Two congressional Democrats have asked the General Services Administration to consider terminating former president Donald Trump’s federal hotel lease following allegations that Trump provided false information to the agency during the bidding process — information that the company’s accounting firm recently said should not be considered reliable.
Representatives Carolyn B. Maloney (N.Y.) and Gerald E. Connolly (Va.), the top Democrats on the House Oversight Committee, made the request in a letter Thursday to GSA Administrator Robin Carnahan. Trump’s bid for the GSA lease is also under increased scrutiny by New York Attorney General Letitia James (D) as part of her civil inquiry into the former president’s company.
In recent court filings, James has alleged that Trump included inaccurate information in financial statements, including those he provided to the GSA in bidding for the hotel deal in downtown Washington a decade ago.
Another filing by James included a report from Trump’s accounting firm, Mazars, which said the financial statements it helped prepare for Trump could no longer be relied on and suggested that any recipient of the documents be alerted.
Trump has sued James over the inquiry, calling it politically motivated and saying it violates his constitutional rights.
In their letter to the GSA, Maloney and Connolly say that the disclosures from Mazars warrant a closer look at the least. The lawmakers point specifically to a clause in the lease requiring that any information provided by the leaseholder to a bank “ … shall be true and correct in all material respects …”
That language, Maloney and Connolly wrote, provides the GSA an opportunity to address what they call “the grave damage this inappropriate lease has done to presidential ethics and integrity in government contracting.”
Trump’s company is preparing to sell the hotel lease shortly, in a deal that is expected to close this spring and is likely to net his company a profit of more than $100 million.
The Trump Organization did not immediately respond to a request for comment. But in a news release Tuesday, Trump pointed out that Mazars had not audited his financial statements anyhow, which the accountants sometimes disclosed in cover letters attached to the documents.
“My company has among the best real estate and other assets anywhere in the world, has significant amounts of cash, and has relatively very little debt, which is totally current,” Trump said in the release. A spokesman for Deutsche Bank, which lent Trump $170 million to develop the hotel, declined to comment.
GSA spokeswoman Channing Grate issued a statement saying GSA “has taken, and will continue to take, steps to ensure that the tenant is in compliance with the terms and conditions of the lease.”
The agency has begun a review of the sale to make sure the buyer meets basic criteria of being able to finance the purchase and manage the property.
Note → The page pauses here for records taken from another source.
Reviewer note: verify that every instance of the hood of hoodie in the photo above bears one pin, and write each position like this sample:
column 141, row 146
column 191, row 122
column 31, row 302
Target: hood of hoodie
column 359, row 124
Channing said “GSA is committed to ensuring a thorough and appropriate review process” of the sale.
If recent history is any guide, there is little reason to expect the agency will take action in response to the letter from Maloney and Connolly.
Democrats in Congress have been raising concerns about the hotel lease since Trump’s 2016 campaign. But the agency, under presidents Barack Obama, Trump and now Biden, has claimed that the Trump Organization is in compliance with the lease and has not taken any additional action.
James is pursuing testimony and documents from Trump himself in her case. In a hearing before New York State Supreme Judge Arthur Engoron Thursday, attorneys for Trump and his two eldest children, Donald Trump Jr. and Ivanka Trump, continued to resist the attorney general’s request that the three of them testify.
Trump’s attorneys argued that James shouldn’t be permitted to bring such a case against him because she disparaged him publicly while running for office, and that she has improperly used her civil inquiry to circumvent rules guiding a separate criminal investigation that she is conducting with the Manhattan District Attorney’s Office.
Alan Futerfas, representing Trump’s son and daughter, said by bringing a civil case, James was doing an “end around the grand jury” convened in the criminal case. Trump attorney Alina Habba raised comments James made about Trump on the campaign trail and argued that the case was politically motivated.
Kevin Wallace, from the attorney general’s office, argued that “what matters is the substance of the investigation, the substance of what we’ve found. And we’ve been very detailed in what we’ve found.”
Wallace said the idea that the office cannot pursue both a criminal case and criminal inquiry at the same time “is not accurate.”